Lineweaver–Burk plot (double-reciprocal) — basic theory
The Lineweaver–Burk method is a classic way to analyze enzyme kinetics by turning the
Michaelis–Menten curve into a straight line using a reciprocal transformation.
It is commonly taught because it makes the parameters appear through the line’s slope and intercept.
Important: because it uses reciprocals, this plot tends to overweight measurements at low substrate concentration
(low [S]) and can amplify noise. Use it mainly for learning/diagnostic checks, and compare with a nonlinear fit
of the original Michaelis–Menten form when possible.
1) Starting point: Michaelis–Menten model
The Michaelis–Menten rate law (for initial rates) is:
\[
v=\frac{V_{\max}[S]}{K_m+[S]}
\]
- v — initial reaction rate
- [S] — substrate concentration
- Vmax — maximum rate (when enzyme is saturated)
- Km — substrate concentration where \(v = \frac{1}{2}V_{\max}\)
2) Double-reciprocal transformation
Take the reciprocal of both sides and rearrange to get a line in the variables \(x=\frac{1}{[S]}\) and \(y=\frac{1}{v}\):
\[
\frac{1}{v}=\frac{K_m}{V_{\max}}\cdot\frac{1}{[S]}+\frac{1}{V_{\max}}
\]
This matches the straight-line form:
\[
y = m\,x + b
\]
where:
3) Computing Vmax and Km from the fitted line
Once you fit a line \(y = m x + b\) to the reciprocal points \(\left(\frac{1}{[S]},\frac{1}{v}\right)\),
you can recover the kinetic parameters as:
\[
V_{\max}=\frac{1}{b},\qquad K_m=\frac{m}{b}
\]
The calculator also displays the x-intercept, which ideally equals \(-\frac{1}{K_m}\).

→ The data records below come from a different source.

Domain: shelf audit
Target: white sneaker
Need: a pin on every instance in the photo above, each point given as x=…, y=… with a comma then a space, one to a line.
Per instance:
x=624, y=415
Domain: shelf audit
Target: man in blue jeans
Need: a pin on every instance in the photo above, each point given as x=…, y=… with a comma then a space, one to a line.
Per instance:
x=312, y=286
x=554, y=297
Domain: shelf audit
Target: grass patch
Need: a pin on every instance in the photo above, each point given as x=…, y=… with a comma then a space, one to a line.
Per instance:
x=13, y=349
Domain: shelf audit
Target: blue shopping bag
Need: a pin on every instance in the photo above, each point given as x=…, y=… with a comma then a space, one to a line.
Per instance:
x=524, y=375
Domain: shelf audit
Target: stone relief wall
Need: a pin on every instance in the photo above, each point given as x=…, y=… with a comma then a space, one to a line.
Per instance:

4) Why the method is sensitive (and what “exclude lowest [S]” does)
-
The transformation uses \(\frac{1}{v}\) and \(\frac{1}{[S]}\). Small errors in \(v\) at low rates become
large errors in \(\frac{1}{v}\).
-
Points at low [S] often have large \(\frac{1}{[S]}\) values, which can have high leverage on the fitted slope.
-
As a result, Lineweaver–Burk fits can produce biased Vmax and Km, especially if the low-[S]
measurements are noisy.
The calculator includes an option to exclude the lowest [S] point(s). This is a practical robustness trick:
removing the lowest [S] group(s) can reduce the leverage of extreme reciprocal-x values and sometimes stabilizes the line.
It is not a substitute for proper weighting or nonlinear regression; it is mainly a learning aid.
5) Fit quality (R² and RMSE) — what it means here
The calculator reports R² and RMSE for the straight-line regression in reciprocal space
(i.e., for \(y=\frac{1}{v}\) vs \(x=\frac{1}{[S]}\)).
- R² is descriptive: it tells you how well a line explains variation in \(\frac{1}{v}\), not how good the enzyme model is in original units.
- RMSE is also computed in reciprocal units (1/v).
A visually “good” line in the Lineweaver–Burk plot does not guarantee an accurate Vmax, Km.
Always check the original-scale curve.
6) Connecting back to the original curve
After estimating Vmax and Km from the Lineweaver–Burk line, the calculator draws an
inset plot of \(v\) vs \([S]\) using:
\[
v_{\text{fit}}=\frac{V_{\max}[S]}{K_m+[S]}
\]
This helps you see how the reciprocal-line estimates behave on the real (nonlinear) Michaelis–Menten scale.
Practical checklist
- Use only valid data: \([S] > 0\) and \(v > 0\). (Reciprocals require it.)
- If your lowest [S] values look noisy, try excluding 1 point and compare results.
- Interpret R² as “how linear the reciprocal plot is,” not as final model validation.
- Whenever possible, prefer a nonlinear Michaelis–Menten fit for parameter estimation.